Friday, April 13, 2007

Rev. "Peacemaker"?

1) Adoration tonight, 7-8 pm, SAA Church. All are invited!!

2) Thanks to the blogger who nominated this site in a few different categories for the “Blogger’s Choice Awards”, and to Kat Mills for letting me know about this. You can go to the voting site and cast a vote for St Andrew’s Q & A (for Best Religion Blog, e.g.) by clicking on the title of this post.
I just returned from a few days of R & R at the beach which were very enjoyable and relaxing. It was good to get away, and enjoy the newness of life that the Easter season brings. I had a ton of fun (and yes, stayed out of trouble, as one parishioner has already asked me!), but also had a little mini-retreat experience. Being able to celebrate Mass and make a Holy Hour with the Blessed Sacrament in the hotel room certainly helps to enter into a prayerful mode!

Nevertheless, I was able to catch up on television after giving it up for Lent. I caught up, and then some! I think it would have been possible, after watching three days of TV this week, to know every possible opinion concerning Don Imus’s remarks about the Rutgers women’s basketball team. Every channel, it seemed, had some “expert” repeating and analyzing Imus’s inane and deplorable comments. The interesting thing is is that when Imus made his hateful barb, hardly anyone heard it. It wasn’t until the media got hold of it, and repeated it dozens and dozens of times, that the firestorm began.

As Christians watching all of this unfold, we see it in relation to Christ. When there is a dispute that is bringing a rising amount of tension, Christ calls for peacemakers. As we watch all of the players in this game, how many peacemakers do we see? Are there any? Are there men and women who have stepped forward to work toward reconciliation between the two sides? Working toward peace? Toward forgiveness? We would expect this, especially if the person has “Rev.” in front of his name.

It has been very interesting to hear some major Christian themes to be evoked in this process. One newspaper journalist wrote that an apology is not enough for Don Imus; he needed a full “conversion”. That was the word she used. She was saying that Imus not only should change his manner of speaking, but that he should change his whole life so that he can see others with the dignity they deserve. Wow! Also, I heard one TV analyst saying that Imus should have 1) admitted he was wrong, 2) said he was sorry, and 3) asked for forgiveness. His point was that if Imus had done these three things, he would still have his job and wouldn’t be in the enormous mess he’s in. If each of us did that on a regular basis, we wouldn’t be in the mess we are in – individually and collectively.
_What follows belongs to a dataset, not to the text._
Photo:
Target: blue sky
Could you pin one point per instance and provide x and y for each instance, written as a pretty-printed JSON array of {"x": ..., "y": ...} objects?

Finally, there are examples of Christian dignity here. The Rutgers women have shown a class to them, certainly; but, it’s beyond merely presenting themselves well in appearance and speech. They have a spirit about them that shows why they should be respected. They defended their own dignity as women, daughters, and students; I didn’t hear them all, but one of the women said that she is a daughter before anything else. She’s so right. It is because she is a daughter of God that she and the others should always be treated with dignity and respect. That is the line that Don Imus crossed; he lost sight of them as persons. That is the hurtful part. But, with their class and grace, they have restored their dignity as persons. In addition, they are open to engaging in a dialogue with Imus that will hopefully lead to reconciliation and forgiveness. Amid all of the older people involved, they are the Christian examples.

Now, all we need to do is to get them to talk with the hip-hop rappers about THEIR hate-filled words (lyrics)!